According to Bird, had a rescue attempt been made sooner, Tuffy could have been raised in a wildlife sanctuary, taught to hunt, and released.

But Gillard says there was bureaucratic red tape every step of the way to help Tuffy, and by the time he and his colleagues got the necessary go-ahead to rescue her, it was already too late.

Nikitas told CBC that making decisions about when and when not to interfere with wildlife is complex, and officials at all levels have carefully considered the impact this would have on all animals involved.

“Apart from the occasional scavenging of carrion, or pirating prey from smaller birds of prey [birds of prey], eagles must capture and kill every meal they consume.
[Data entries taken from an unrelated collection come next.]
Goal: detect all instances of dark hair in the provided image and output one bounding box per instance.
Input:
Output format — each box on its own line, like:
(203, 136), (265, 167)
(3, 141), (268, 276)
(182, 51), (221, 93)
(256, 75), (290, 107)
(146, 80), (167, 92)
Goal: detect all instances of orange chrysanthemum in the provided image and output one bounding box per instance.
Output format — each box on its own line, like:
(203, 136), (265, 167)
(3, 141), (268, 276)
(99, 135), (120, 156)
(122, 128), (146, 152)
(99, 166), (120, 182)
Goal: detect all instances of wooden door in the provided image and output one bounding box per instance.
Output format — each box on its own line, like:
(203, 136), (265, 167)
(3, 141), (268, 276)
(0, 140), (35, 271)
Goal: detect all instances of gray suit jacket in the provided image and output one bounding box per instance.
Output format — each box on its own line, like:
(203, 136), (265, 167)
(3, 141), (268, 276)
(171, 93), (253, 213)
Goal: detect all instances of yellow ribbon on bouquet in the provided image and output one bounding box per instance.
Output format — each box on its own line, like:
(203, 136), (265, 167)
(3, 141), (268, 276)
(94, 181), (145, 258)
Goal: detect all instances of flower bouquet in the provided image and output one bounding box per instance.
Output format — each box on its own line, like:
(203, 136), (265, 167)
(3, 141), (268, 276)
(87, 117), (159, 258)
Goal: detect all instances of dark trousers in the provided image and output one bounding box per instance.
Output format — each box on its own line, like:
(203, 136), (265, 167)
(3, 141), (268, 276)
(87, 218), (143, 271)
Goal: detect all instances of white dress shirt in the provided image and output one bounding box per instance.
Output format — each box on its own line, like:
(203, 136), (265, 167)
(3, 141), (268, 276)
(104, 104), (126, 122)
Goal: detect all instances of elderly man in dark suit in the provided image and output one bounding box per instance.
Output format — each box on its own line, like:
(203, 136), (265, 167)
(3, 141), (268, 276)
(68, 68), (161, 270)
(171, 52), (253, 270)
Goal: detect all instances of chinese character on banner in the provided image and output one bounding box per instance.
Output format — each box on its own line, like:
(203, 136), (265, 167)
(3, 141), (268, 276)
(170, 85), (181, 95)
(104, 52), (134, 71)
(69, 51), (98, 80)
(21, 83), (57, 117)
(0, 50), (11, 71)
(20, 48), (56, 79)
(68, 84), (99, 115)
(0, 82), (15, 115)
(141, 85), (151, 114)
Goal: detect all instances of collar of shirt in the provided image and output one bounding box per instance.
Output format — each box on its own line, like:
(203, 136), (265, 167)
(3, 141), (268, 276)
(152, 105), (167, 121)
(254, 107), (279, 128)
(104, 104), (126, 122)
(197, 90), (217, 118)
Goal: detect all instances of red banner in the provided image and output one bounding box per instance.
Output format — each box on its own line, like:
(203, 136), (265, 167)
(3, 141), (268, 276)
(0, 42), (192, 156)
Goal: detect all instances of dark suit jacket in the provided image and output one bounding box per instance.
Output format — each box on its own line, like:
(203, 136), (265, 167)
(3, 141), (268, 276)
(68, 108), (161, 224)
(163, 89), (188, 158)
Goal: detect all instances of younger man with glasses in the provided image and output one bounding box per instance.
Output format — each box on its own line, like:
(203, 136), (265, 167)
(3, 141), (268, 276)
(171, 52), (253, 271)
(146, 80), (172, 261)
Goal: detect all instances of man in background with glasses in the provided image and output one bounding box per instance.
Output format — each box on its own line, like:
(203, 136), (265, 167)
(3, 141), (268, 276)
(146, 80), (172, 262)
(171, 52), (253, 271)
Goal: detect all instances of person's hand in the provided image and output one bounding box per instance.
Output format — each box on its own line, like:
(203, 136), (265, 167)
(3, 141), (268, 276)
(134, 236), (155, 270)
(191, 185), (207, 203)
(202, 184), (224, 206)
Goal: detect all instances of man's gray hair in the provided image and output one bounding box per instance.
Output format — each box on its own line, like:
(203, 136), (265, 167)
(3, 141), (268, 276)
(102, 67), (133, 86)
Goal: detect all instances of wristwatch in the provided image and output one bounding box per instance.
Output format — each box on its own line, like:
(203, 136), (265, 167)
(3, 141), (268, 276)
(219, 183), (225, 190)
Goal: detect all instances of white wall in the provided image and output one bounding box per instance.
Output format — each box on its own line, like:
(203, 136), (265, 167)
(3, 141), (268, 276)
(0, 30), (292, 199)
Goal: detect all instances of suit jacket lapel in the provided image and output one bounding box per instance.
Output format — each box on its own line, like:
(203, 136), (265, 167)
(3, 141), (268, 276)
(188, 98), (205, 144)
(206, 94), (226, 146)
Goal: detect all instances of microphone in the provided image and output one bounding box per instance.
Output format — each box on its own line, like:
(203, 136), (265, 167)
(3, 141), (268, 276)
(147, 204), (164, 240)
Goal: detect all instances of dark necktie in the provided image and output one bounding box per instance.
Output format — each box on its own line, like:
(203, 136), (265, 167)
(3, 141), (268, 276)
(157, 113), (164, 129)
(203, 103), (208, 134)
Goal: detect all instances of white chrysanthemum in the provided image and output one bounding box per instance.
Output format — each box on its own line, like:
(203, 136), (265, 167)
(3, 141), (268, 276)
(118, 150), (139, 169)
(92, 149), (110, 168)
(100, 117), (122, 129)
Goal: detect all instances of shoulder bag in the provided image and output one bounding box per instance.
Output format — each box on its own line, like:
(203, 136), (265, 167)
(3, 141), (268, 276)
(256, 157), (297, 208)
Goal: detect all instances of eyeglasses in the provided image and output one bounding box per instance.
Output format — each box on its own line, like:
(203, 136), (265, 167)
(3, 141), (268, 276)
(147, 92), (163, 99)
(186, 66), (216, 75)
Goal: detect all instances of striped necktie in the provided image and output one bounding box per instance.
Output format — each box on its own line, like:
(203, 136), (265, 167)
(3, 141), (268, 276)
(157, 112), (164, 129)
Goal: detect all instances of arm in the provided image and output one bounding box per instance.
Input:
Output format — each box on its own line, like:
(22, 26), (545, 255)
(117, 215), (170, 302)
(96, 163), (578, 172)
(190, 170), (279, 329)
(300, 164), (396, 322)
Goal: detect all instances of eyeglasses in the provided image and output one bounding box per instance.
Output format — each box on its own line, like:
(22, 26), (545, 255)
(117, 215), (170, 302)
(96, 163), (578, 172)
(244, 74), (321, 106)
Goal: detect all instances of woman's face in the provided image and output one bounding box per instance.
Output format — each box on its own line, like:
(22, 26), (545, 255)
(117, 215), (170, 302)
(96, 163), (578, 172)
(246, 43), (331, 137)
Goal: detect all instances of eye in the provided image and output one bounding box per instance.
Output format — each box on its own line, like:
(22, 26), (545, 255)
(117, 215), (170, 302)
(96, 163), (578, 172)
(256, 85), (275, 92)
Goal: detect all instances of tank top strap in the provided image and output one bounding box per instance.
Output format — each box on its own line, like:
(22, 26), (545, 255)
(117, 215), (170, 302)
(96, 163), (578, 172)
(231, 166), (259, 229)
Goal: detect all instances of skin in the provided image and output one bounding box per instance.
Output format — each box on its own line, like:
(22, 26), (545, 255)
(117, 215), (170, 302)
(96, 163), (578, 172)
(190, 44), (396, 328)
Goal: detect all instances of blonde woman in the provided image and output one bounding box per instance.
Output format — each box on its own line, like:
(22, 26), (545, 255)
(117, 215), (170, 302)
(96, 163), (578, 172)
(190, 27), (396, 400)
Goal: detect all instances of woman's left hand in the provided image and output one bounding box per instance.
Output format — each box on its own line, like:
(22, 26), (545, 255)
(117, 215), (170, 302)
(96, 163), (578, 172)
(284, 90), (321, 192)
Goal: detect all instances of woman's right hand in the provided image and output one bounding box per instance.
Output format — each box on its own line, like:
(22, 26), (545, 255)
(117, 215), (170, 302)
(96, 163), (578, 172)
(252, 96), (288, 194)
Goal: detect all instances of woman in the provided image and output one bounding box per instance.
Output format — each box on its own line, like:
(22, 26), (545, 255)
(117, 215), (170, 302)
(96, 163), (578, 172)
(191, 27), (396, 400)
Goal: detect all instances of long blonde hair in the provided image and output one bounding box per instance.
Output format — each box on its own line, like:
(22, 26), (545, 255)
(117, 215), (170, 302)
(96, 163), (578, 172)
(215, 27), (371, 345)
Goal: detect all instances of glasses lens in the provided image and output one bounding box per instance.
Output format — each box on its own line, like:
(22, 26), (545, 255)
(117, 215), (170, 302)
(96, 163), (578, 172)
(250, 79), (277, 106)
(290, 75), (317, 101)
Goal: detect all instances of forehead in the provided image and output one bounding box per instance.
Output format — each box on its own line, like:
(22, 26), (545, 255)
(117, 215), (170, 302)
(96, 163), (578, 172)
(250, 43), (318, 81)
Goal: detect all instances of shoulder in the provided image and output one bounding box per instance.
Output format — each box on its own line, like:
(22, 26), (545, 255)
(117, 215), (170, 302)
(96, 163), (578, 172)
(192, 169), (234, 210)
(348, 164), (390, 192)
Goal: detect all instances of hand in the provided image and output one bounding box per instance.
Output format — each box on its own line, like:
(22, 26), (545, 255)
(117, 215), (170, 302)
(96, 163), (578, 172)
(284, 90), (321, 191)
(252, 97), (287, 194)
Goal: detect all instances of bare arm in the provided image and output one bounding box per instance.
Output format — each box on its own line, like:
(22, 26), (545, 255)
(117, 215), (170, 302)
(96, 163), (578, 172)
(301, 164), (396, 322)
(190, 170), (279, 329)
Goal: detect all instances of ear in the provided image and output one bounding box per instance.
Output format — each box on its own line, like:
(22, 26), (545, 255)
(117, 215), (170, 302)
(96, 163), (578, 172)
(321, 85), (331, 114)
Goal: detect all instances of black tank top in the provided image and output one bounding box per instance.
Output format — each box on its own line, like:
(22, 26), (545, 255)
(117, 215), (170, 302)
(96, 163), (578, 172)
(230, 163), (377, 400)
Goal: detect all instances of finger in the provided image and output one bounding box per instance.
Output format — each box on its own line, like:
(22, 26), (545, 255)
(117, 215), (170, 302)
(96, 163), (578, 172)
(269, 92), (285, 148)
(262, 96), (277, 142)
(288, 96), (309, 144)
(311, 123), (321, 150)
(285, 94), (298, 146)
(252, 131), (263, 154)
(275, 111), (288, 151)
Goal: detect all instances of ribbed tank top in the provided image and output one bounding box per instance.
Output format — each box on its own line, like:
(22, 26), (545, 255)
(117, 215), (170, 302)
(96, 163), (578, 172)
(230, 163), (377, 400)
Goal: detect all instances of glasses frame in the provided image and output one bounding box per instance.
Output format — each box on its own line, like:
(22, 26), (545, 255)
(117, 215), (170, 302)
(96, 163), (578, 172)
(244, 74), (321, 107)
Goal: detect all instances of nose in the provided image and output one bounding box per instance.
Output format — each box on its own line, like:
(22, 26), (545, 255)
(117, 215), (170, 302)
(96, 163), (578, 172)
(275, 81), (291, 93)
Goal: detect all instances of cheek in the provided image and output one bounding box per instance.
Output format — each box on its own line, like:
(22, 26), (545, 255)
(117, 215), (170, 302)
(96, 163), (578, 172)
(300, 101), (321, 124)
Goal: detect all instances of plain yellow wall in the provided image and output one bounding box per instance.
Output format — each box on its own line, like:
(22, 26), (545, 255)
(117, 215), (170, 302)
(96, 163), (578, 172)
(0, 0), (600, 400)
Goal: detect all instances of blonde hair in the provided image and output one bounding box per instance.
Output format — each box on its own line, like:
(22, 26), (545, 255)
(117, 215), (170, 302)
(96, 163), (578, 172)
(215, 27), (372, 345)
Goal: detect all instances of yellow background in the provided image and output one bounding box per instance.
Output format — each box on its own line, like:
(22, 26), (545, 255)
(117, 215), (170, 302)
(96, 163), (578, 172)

Catching a hawk is no different than catching a squirming fish called Scruffy, or a struggling rabbit called Fluffy, despite the empathy we all felt for the little redstart,” he said in an email.

“There is no legal way and questionable moral justification for interfering with the eagles and depriving them of the prey they had caught.”

But once Tuffy was far enough away from the nest, he could spring into action.

“I did everything I could to help the hawk as soon as permission was granted to try and trap it,” Nikitas said. “With all my heart I wish it had been a success.”

Gillard says the California birdwatching community was deeply divided on whether to save Tuffy or leave her alone.

It’s a debate Bird says he’s seen played out before when he advocated — unsuccessfully — for tagging and tracking a hawk in Sidney, BC, similarly raised by eagles in 2017.

“There were a lot of… people saying, ‘Don’t interfere, don’t interfere. Let nature take its course,'” he said. “And those people won the day with Tuffy… But they didn’t, because Tuffy is dead.”